A Harvard study shows that meeting the Covid-19 pandemic required more than following conventional wisdom.
The researchers identified five fallacies that sound a cautionary note for the future:
A playbook can manage a plague. In fact, playbooks only work “if key actors agree it is the right play” and faithfully carry out their prescribed parts.
In an emergency, politics takes a backseat to policy. In reality, emergencies amplify existing issues in economic and political systems, including distrust of elites.
Indicators of success and failure are clear, and outcomes can be well defined and objectively measured.

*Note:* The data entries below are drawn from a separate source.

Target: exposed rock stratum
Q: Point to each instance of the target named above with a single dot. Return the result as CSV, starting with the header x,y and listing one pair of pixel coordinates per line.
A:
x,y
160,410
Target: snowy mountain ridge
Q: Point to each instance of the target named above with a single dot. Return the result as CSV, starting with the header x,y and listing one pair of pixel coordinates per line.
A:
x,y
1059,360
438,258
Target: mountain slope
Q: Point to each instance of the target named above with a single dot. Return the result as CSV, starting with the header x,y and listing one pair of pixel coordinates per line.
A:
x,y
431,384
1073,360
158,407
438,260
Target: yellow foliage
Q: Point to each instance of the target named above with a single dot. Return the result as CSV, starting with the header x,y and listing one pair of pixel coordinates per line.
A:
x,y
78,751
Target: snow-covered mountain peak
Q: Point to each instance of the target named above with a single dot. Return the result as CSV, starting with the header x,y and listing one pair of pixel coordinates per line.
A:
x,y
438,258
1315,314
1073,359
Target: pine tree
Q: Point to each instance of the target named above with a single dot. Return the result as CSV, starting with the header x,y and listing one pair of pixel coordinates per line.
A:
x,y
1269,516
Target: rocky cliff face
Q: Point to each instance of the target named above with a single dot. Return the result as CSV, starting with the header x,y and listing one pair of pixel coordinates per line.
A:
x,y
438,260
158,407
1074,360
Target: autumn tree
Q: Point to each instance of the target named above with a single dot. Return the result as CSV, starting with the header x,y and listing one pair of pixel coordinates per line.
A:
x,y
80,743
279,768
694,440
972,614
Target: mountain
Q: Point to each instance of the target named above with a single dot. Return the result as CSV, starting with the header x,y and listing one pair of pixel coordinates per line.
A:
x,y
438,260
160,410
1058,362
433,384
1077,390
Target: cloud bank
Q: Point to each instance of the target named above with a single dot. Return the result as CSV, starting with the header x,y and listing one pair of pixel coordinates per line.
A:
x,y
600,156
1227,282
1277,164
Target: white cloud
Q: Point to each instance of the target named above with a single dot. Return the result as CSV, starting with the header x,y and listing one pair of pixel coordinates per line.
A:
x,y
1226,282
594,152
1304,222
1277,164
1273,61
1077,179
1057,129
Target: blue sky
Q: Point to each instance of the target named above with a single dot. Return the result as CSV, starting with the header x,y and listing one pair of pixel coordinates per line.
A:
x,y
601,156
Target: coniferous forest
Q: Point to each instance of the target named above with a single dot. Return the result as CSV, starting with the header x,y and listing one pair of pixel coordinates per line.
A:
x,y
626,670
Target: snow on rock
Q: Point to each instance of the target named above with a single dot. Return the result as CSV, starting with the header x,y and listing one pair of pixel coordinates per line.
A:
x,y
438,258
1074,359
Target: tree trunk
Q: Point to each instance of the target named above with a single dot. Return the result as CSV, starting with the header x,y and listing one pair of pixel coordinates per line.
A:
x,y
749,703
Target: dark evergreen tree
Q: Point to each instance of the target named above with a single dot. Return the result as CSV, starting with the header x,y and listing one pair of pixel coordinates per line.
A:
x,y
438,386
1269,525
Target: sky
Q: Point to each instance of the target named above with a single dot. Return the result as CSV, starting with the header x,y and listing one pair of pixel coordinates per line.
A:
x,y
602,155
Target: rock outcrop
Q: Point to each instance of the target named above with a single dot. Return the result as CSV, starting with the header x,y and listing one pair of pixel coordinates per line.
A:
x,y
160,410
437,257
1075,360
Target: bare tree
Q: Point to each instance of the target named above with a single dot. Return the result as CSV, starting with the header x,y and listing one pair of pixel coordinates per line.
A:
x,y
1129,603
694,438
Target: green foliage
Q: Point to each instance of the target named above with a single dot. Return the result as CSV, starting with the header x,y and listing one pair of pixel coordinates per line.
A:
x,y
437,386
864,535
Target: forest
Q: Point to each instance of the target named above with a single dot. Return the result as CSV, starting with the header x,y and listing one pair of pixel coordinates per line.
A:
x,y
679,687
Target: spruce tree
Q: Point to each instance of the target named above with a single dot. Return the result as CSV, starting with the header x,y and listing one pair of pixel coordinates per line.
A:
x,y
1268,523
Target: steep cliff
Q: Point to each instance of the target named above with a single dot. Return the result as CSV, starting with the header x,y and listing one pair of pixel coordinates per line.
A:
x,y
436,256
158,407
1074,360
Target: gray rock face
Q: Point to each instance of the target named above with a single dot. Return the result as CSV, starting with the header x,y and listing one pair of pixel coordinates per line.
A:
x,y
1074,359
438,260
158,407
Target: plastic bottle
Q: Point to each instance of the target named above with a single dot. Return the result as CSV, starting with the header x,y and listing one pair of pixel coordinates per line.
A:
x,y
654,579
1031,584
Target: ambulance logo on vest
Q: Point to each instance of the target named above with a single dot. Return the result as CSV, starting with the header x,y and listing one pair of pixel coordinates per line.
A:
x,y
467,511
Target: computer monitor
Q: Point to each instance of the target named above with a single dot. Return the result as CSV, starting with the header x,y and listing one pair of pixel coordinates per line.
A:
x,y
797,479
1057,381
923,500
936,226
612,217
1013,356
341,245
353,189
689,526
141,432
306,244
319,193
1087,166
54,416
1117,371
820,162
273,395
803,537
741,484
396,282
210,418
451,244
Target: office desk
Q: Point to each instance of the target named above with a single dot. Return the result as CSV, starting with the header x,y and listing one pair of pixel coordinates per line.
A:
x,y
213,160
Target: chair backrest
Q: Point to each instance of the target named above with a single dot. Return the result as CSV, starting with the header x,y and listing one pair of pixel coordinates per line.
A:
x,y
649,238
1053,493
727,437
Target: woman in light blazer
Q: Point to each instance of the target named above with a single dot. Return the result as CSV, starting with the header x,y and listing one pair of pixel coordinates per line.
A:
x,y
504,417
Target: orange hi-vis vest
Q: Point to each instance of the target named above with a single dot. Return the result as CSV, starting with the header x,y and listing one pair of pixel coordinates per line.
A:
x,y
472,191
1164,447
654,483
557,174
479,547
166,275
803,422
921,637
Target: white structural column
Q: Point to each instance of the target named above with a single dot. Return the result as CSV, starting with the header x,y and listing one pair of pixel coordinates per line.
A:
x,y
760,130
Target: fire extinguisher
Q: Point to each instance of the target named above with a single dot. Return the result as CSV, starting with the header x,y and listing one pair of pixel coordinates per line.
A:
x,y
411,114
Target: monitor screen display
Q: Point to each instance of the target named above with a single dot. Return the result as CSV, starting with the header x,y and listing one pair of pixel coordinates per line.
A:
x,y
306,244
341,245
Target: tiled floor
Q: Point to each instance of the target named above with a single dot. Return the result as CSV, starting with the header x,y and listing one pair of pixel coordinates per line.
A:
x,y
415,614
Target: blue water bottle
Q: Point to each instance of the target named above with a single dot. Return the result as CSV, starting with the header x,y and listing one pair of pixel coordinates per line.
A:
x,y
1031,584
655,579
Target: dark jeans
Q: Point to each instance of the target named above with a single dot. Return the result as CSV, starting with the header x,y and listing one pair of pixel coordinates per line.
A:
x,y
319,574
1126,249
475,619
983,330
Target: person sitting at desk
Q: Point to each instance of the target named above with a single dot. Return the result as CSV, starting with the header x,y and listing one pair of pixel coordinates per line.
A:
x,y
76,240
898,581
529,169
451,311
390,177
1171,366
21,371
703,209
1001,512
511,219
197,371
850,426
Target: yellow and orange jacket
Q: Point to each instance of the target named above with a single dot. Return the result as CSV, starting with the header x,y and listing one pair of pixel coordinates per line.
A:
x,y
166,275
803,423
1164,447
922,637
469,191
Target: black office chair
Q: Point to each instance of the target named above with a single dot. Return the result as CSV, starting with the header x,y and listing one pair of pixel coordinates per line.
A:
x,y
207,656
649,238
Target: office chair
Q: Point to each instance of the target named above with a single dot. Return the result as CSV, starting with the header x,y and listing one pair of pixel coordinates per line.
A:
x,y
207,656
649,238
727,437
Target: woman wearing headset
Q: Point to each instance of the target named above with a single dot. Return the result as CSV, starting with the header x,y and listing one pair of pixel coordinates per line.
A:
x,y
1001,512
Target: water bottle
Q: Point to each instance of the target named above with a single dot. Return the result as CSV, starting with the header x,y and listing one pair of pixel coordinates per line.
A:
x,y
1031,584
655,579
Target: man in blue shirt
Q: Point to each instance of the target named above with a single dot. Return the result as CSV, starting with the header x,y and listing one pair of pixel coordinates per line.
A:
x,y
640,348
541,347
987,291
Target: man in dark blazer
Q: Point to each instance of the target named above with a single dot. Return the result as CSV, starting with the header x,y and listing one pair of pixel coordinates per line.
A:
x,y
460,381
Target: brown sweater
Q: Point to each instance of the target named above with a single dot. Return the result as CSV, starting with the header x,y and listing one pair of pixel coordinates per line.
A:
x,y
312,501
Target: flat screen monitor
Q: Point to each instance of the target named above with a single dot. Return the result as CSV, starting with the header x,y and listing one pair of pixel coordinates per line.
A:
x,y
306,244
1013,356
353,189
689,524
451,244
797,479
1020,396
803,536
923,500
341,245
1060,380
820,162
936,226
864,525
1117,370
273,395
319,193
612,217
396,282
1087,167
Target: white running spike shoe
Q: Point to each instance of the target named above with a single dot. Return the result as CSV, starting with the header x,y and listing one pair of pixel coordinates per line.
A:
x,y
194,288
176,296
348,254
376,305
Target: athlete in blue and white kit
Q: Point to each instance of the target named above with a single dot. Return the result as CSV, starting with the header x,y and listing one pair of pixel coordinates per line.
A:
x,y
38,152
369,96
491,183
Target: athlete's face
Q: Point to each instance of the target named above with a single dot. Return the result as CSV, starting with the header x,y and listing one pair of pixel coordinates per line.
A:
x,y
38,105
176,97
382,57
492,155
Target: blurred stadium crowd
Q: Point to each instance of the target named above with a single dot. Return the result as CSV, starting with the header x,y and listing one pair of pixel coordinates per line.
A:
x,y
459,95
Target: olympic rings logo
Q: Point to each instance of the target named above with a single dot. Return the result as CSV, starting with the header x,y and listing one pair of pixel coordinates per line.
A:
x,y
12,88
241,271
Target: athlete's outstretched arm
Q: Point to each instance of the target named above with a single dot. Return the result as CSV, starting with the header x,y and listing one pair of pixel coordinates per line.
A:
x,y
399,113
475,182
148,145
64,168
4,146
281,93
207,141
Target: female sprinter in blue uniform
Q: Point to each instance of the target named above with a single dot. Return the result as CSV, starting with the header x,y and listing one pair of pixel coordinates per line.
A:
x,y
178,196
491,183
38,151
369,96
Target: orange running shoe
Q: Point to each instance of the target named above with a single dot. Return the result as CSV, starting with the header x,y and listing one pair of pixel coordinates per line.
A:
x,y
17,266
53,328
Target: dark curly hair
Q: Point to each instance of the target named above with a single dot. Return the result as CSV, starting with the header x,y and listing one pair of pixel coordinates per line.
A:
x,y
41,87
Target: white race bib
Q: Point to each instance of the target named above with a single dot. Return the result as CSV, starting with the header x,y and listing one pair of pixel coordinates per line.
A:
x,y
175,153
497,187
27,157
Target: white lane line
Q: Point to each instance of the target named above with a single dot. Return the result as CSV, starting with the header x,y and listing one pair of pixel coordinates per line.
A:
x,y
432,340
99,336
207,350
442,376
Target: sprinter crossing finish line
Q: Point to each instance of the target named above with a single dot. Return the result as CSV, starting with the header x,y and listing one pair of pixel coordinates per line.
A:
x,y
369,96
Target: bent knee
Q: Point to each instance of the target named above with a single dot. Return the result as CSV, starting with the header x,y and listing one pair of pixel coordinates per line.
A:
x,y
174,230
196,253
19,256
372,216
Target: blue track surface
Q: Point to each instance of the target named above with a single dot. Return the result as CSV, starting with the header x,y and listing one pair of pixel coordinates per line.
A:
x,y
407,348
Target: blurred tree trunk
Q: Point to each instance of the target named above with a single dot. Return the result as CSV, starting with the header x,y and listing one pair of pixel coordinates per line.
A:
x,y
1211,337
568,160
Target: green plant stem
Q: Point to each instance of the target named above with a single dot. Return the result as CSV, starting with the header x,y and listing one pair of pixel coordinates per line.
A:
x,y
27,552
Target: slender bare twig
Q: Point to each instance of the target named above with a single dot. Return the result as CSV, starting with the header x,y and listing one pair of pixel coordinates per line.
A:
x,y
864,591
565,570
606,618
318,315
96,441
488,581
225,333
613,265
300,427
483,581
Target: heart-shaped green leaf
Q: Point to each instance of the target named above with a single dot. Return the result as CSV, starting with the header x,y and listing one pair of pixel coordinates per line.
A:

Actually, measures are always value-laden, change over time, and experts don’t agree which ones matter most.
Science advisors enable policymakers to choose the best policies. In fact, experts rarely speak with one voice and trust in science depends on overall trust in government.
Distrust in public health advice reflects scientific illiteracy. In fact, experts also dispute the “facts” among themselves.
The probable reason countries with superficially similar responses had different outcomes was because they had different operational implementations. That difference in culture, capability, responsiveness to new information were more important than the similarities on paper.
The existence of politically correct covid policy responses made it easy for countries to pay lip service to Woke shibboleths while concealing their actual deficiencies or inaction. You just had to copy and paste from the media playbook and you were a hero.